Israël-Palestine. Une attaque par les colons du village palestinien de Mufagara. Une illustration des pratiques de colonisation

Par Yuval Abraham et Basil al-Adraa

«Tout d’un coup, j’ai entendu des éclats de verre brisé, puis tous les enfants qui criaient depuis l’autre pièce. J’ai couru jusque-là. La tête de Muhammad était blessée, il saignait allongé sur le sol. Il a trois ans. Et les colons étaient toujours dehors, tous les enfants étaient autour de [Muhammad], pleurant comme je ne les avais jamais vus pleurer.»

C’est ainsi que Mariam Hamamdah, 30 ans, a décrit l’assaut coordonné de mardi 28 septembre par des dizaines de colons israéliens contre le village de Mufagara, dans le sud des collines d’Hébron, le dernier jour de la fête juive de Simhat Torah.
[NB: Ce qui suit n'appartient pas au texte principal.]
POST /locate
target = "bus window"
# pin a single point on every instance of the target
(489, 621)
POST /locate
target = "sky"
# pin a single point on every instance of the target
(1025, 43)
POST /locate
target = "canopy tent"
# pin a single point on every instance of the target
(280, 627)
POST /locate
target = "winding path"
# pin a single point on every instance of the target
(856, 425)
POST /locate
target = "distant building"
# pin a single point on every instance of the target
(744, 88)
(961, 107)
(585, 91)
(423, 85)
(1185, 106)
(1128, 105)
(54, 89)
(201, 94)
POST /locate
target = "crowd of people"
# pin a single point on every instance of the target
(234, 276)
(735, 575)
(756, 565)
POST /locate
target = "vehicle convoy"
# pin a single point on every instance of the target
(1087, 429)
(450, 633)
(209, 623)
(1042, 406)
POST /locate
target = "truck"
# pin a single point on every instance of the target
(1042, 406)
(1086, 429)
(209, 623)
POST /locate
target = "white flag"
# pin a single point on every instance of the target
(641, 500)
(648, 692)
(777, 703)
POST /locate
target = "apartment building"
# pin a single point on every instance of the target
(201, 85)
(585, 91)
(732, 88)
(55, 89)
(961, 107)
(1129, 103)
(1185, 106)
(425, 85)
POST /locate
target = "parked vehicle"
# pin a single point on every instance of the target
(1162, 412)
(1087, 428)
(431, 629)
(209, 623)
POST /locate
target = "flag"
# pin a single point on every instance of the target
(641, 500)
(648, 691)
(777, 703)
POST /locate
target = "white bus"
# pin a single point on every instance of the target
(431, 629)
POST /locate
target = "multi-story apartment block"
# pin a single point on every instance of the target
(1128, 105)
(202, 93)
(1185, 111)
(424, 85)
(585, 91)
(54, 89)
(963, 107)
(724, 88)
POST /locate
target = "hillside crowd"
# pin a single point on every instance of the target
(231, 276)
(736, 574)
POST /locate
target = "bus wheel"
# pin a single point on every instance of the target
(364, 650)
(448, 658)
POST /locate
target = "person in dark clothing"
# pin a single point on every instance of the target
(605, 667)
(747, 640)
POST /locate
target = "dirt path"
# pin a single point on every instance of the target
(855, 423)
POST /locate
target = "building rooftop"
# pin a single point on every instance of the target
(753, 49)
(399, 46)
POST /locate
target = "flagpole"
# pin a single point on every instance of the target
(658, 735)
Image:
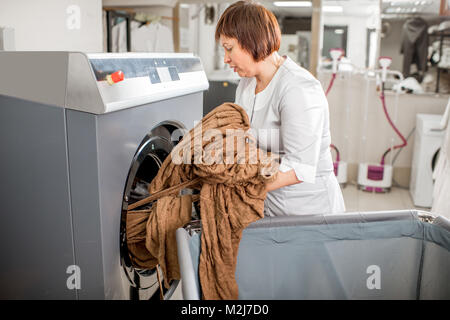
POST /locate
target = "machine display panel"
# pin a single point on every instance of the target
(155, 68)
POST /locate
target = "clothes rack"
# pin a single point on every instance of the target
(128, 14)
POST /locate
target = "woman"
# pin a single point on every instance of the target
(287, 109)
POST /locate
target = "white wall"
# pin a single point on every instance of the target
(54, 25)
(356, 36)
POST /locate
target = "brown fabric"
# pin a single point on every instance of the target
(231, 197)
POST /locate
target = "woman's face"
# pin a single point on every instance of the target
(237, 58)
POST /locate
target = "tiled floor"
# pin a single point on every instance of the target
(396, 199)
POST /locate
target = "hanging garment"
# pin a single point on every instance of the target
(153, 37)
(414, 46)
(231, 197)
(290, 117)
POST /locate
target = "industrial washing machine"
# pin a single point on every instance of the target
(427, 143)
(81, 136)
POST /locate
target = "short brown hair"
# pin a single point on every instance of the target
(255, 28)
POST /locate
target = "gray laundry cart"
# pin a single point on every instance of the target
(369, 255)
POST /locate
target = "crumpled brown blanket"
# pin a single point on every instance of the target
(218, 157)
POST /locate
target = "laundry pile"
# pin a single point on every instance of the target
(232, 195)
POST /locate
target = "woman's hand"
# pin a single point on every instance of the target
(283, 179)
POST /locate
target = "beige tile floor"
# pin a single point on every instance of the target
(396, 199)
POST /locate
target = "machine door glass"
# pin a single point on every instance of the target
(154, 148)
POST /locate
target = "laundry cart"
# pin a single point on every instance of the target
(368, 255)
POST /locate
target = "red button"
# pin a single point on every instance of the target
(115, 77)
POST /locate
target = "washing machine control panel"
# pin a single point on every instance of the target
(146, 77)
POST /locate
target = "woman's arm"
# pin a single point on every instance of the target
(283, 179)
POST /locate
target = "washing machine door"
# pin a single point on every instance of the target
(153, 150)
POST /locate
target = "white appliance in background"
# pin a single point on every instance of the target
(427, 143)
(7, 42)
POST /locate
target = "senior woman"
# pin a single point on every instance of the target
(287, 109)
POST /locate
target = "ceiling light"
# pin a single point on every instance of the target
(292, 3)
(334, 9)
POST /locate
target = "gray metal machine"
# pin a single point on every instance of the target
(74, 151)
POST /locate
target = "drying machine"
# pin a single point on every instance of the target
(377, 177)
(427, 143)
(76, 150)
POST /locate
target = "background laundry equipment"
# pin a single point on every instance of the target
(73, 151)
Muhammad, son neveu, a été touché à la tête par une pierre lancée par les colons. Il a été hospitalisé au centre médical Soroka de Be’er Sheva avec une fracture du crâne et une hémorragie interne au cerveau.

L’attaque du village a commencé à 13 heures, après qu’un groupe de colons masqués a attaqué un berger palestinien. Ils ont égorgé trois de ses moutons, après quoi le berger s’est enfui avec deux enfants qui l’accompagnaient, dont son fils. Peu après, plusieurs dizaines d’autres colons masqués sont arrivés, armés d’armes de poing, de pierres, de gourdins et de bâtons. Au moins 60 Israéliens ont participé à l’attaque de Mufagara, qui avait déjà été la cible de la violence des colons, mais jamais de cette façon.

Mufagara est l’un des dizaines de villages palestiniens non reconnus de la région de Masafer Yatta, en Cisjordanie occupée. Bien que le village existe depuis des générations, les autorités israéliennes n’accordent pas de permis de construire à ses habitants. Des représentants de l’administration civile – le bras du gouvernement militaire israélien qui dirige les territoires occupés – arrivent régulièrement ici pour démolir des maisons et d’autres structures.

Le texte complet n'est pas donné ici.